Я посмотрел на него с великим интересом. Что в нем было замечательного, это какое-то странное соединение могучести и обреченности. Этот человек кулаком убил бы быка, и это в нем чувствовалось, и вовсе не чувствовалось дряблой лени, наоборот, — притаившаяся, энергичная сила. Но какая-то печаль ее убила. Вот не хочу работать! Не то что не могу, а не хочу…
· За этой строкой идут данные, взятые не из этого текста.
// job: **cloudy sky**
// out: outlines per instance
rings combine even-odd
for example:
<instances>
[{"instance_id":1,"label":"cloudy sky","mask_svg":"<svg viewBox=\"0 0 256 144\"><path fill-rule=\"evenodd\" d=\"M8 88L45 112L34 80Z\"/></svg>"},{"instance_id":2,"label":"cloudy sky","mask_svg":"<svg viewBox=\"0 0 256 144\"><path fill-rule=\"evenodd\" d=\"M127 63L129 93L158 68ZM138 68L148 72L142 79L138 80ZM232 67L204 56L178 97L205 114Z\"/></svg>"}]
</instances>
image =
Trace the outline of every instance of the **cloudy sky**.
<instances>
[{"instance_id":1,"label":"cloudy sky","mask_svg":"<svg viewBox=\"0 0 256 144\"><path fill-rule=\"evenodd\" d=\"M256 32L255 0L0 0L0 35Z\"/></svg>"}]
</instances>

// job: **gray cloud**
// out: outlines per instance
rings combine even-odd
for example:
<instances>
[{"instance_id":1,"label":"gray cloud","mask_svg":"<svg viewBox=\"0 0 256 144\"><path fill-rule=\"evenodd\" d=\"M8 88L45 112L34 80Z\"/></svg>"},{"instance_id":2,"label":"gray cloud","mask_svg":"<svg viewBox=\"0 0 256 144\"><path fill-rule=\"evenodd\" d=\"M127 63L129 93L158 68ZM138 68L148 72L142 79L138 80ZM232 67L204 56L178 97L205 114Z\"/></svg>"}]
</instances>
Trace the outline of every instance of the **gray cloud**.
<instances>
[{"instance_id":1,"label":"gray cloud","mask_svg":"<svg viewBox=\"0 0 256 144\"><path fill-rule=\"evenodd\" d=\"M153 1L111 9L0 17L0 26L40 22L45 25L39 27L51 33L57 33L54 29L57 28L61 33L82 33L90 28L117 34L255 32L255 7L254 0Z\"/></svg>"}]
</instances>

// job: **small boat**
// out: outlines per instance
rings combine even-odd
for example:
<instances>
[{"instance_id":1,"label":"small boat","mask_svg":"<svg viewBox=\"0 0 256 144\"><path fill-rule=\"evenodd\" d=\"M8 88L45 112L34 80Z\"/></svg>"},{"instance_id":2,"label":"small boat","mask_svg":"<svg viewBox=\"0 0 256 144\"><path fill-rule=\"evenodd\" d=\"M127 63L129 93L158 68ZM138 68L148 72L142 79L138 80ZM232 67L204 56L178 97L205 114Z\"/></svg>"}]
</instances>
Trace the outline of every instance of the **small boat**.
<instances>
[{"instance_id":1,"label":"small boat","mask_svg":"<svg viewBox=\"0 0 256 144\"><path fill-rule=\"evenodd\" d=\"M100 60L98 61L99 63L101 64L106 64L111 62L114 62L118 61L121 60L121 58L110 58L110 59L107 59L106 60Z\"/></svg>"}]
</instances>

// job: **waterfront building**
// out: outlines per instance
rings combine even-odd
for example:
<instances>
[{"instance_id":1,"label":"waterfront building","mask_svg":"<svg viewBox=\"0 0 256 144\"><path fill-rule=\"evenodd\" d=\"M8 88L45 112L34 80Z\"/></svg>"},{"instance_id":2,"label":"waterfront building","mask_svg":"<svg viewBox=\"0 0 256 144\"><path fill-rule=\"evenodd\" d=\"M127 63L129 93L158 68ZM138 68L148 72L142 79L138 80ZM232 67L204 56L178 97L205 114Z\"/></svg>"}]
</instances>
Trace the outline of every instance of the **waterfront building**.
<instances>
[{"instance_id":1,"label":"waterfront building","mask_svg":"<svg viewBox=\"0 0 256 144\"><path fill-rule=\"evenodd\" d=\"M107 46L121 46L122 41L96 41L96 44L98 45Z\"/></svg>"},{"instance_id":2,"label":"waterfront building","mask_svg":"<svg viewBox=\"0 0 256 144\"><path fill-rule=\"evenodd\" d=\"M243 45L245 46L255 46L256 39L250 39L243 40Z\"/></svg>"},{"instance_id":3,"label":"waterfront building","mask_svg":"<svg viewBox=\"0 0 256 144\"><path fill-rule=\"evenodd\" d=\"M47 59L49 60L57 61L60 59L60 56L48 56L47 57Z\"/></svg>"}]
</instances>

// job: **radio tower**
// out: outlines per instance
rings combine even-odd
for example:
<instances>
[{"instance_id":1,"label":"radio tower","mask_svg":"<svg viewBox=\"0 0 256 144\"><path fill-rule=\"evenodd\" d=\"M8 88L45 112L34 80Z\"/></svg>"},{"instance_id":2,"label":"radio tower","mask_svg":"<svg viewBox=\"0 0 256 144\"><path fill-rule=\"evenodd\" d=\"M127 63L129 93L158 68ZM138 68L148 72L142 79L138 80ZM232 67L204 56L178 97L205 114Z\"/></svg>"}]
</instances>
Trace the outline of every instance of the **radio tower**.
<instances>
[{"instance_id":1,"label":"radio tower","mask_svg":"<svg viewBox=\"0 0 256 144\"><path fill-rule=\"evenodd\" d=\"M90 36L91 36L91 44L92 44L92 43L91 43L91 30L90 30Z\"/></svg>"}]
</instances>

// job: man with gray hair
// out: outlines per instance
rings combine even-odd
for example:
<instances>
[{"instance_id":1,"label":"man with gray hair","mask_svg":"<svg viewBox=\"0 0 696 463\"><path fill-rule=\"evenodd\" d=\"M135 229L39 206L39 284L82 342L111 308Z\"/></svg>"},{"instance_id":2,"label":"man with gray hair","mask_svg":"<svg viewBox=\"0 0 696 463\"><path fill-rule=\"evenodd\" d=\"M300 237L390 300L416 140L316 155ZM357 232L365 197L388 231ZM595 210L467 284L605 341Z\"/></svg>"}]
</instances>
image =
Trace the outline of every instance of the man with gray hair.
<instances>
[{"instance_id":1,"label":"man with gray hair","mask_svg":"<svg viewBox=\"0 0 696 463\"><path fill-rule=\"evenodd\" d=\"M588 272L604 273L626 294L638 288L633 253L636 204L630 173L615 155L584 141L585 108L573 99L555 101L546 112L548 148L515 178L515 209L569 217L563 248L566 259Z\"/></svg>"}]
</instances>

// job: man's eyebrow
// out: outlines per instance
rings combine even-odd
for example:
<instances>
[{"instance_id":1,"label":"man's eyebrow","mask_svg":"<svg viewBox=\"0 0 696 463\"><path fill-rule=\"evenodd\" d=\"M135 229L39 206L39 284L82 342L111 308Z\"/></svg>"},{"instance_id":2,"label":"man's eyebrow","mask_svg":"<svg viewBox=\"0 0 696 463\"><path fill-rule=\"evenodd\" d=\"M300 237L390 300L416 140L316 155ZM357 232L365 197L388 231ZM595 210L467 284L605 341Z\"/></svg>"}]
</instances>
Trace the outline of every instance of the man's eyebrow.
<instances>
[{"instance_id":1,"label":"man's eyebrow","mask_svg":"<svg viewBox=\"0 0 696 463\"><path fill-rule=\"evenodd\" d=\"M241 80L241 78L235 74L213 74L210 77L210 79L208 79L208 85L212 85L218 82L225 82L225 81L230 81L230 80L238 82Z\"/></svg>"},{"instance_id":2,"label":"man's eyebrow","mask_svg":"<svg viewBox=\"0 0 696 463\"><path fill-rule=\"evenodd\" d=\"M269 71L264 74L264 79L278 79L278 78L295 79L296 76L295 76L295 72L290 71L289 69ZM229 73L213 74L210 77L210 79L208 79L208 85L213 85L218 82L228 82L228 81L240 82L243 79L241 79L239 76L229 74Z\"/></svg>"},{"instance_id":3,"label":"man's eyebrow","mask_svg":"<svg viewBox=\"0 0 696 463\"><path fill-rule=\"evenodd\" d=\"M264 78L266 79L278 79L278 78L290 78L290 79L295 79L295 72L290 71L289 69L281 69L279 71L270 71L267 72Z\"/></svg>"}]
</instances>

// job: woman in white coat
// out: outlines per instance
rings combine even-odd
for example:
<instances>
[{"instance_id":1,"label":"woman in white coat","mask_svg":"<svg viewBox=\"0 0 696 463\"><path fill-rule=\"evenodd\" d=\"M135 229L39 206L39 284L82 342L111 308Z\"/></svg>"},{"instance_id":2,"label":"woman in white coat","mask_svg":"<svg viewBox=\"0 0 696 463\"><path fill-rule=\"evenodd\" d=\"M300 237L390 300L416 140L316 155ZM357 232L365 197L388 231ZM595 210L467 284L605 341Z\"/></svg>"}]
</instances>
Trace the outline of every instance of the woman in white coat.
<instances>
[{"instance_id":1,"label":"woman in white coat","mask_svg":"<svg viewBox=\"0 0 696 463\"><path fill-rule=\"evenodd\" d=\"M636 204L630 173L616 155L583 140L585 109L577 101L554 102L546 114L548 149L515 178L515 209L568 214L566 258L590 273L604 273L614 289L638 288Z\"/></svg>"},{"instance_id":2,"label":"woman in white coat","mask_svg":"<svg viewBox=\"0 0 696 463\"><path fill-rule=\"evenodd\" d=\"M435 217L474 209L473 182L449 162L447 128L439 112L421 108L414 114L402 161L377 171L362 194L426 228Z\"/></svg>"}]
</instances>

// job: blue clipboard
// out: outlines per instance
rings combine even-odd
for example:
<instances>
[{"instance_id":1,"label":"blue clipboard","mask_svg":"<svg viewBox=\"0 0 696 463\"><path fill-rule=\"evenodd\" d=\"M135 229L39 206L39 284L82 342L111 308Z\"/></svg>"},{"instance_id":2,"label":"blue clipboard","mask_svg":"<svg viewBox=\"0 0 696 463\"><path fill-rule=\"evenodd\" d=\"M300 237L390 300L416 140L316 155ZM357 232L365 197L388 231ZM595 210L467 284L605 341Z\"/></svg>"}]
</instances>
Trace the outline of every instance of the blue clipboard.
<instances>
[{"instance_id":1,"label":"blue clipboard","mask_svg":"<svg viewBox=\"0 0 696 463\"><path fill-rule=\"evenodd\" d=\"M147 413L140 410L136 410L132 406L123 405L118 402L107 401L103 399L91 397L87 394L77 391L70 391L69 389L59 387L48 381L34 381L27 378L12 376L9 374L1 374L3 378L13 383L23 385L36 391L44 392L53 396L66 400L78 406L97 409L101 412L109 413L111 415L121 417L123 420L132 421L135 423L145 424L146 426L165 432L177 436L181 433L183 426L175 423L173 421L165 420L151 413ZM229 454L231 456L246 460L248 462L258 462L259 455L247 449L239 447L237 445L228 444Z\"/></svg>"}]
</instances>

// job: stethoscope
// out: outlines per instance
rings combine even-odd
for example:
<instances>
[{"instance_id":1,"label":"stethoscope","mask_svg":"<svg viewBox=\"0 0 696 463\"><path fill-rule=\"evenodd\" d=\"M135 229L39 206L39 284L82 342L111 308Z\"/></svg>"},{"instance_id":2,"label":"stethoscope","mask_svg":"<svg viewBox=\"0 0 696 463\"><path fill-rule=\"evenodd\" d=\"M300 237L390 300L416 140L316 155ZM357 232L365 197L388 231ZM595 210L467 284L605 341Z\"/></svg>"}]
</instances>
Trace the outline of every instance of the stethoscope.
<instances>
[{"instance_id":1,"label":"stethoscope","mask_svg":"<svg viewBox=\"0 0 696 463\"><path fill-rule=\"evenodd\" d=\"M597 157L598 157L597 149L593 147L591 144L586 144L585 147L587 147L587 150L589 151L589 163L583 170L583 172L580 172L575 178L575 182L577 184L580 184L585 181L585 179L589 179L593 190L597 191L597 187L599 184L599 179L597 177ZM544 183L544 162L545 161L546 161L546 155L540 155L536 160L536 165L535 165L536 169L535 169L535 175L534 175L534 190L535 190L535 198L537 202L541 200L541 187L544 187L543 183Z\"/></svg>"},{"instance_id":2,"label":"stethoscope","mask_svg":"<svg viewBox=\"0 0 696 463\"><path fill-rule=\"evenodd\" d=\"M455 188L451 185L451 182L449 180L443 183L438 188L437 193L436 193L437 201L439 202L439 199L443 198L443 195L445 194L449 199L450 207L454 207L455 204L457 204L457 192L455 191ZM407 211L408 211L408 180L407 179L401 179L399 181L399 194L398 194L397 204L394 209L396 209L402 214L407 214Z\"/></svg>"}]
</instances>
Он продолжал смотреть на меня своим угрюмо-ласковым, тяжело-приятным взглядом. Поставил оба локтя на стол, подперся и смотрел прямо в глаза. И говорил голосом, который казался мягким, но от которого подтанцовывали чашки с Мацони:
— Вот она спрашивала, что ему сделают? Ничего ему не сделают. Злодею ничего не сделают. Потому — сами злодеи. Он кто? Он — из партии. А что такое партия? Кто винтовки в руки взял и друг за друга стоит — вот это и партия. И все они такие — коммунисты. Деникинцы, бандиты, штундисты — всех их перевешать! Партия! По дорогам разбойничать, а потом друг дружке помогать по тюрьмам. Вот это значит партия!
Я обратил внимание, что он в эту компанию коммунистов и бандитов включил деникинцев и штундистов. Про деникинцев я не посмел спросить, но про штундистов спросил:
— Разве штундисты тоже плохие люди? Я думал, что они только Богу молятся.
Он внимательно посмотрел на меня, как бы стараясь понять, что я это искренно. И по-видимому решив в утвердительном смысле, — сказал:
— Нет, нет, это вы не знаете… Это вы думаете, что они для церковности. Это только для виду так. А на самом деле тут все в том, чтобы партию составить. Один человек, коли разбойник, ему плохо. Сам себя выручай. А вот как разбойники соединяются, чтобы друг другу помощь давать, так это значит партия. А как называется, то это все равно. Вот эти штундистами называются. А все только видимость. Все только для того, чтобы до винтовок добраться.